The message went unnoticed by the prime minister and his finance minister. Both knew they had not had ‘their way’. It followed that rather than ride the wave of national euphoria and pride, driving an impetus of high national morale and providing the leadership in crises; he ‘out of blue’ froze more than 11 billion US dollars of foreign currency accounts. Overnight banks were instructed to keep open.
Money was laundered out of Pakistan misusing the Economic Reforms Act 1992. Rather than make Pakistan self-reliant, the action plummeted Pakistan into its worst economic crises. The rupee devalued and Pakistan’s economy sunk. Overseas Pakistanis lost trust in the government and stopped making remittances. Pakistan came under more sanctions. I termed it ‘the unkindest cut of them all’.
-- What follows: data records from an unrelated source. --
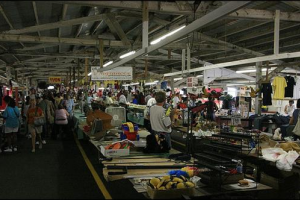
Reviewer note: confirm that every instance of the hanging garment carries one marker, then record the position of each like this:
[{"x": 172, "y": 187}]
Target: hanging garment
[
  {"x": 297, "y": 89},
  {"x": 267, "y": 91},
  {"x": 279, "y": 84},
  {"x": 290, "y": 86}
]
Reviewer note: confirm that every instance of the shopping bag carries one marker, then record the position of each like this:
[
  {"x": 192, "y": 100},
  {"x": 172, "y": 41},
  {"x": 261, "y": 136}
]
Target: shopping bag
[{"x": 296, "y": 130}]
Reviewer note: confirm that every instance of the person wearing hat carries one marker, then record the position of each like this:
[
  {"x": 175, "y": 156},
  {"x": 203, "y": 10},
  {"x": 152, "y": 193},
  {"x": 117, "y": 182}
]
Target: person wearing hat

This was his sweet revenge against the military establishment for not having ‘his way’ and putting lives of hundreds of millions of Pakistanis into misery.
Connected to Pakistan’s national security, the freezing of FCAs indicates the lows of vengeance. It is only recently through Panama Papers that this daylight heist of Pakistan’s economy is revealed. So we cannot single out Nawaz Sharif for blame. Also guilty are the flawed priorities of the establishment that facilitated him to power for the third time.
Earlier the same prime minister had orchestrated an attack on Supreme Court, claimed scalps of Chief Justice and the President and months later the COAS who ironically got him a majority and who overruled him to make Pakistan a nuclear power.
Even the Deterrence Theory is built on a very strong factor of political will. With him or his handpicked cronies in power, it makes a mockery of nuclear credibility. Moreover, he never rejects Indian atrocities in held Kashmir and maintains a mysterious silence on Kulbhushan Jadhav. Do not be surprised when he comes up one day with his twist of aversion.
IK Gujral admitted Nawaz Sharif had provided him details about five terrorists who had been arrested with Stinger missiles in the Kashmir Valley. Lahore declaration on the visit of Indian prime minister proved, he was closer to India than to the Pakistani establishment. As a run-up to the NRO, his backing assumed a new dimension with support from USA and UK.
A puppet cannot dance without strings. A man who has forever lived in the shadows of an establishment can never thrive out of it.
He has now maneuvered himself into a position where his accusations against the military establishment, resonate US and Indian concerns over terrorism. Such admissions coming from a sitting and disqualified prime minister fit into an anti-Pakistan narrative against the armed forces. As his repeated statements indicate, he will play the roulette he thinks he can win with international support.
According to Aitzaz Ahsan, a game seems to be going on aimed at changing the very face of the region of which Pakistan is a part. Unfortunately, the first level of this game is being led by Nawaz Sharif, a segment of media, pseudo-liberals, and forces of sub-nationalism. He is trying his best to engineer a Chaos that targets the armed forces. For how long would the Intensity of his emotive desires overrule national interests of Pakistan?
Next few weeks will see the bull in a china shop go berserk. He will take shot at the Judiciary, National Accountability Bureau, Military and the Intelligence. He will try in tandem with his puppeteers to shape an environment of chaos and anarchy. He will challenge the military to catch him if it can. He will go to any degree and keep ranting, Muje Kiyun Nikala (why did you disqualify me).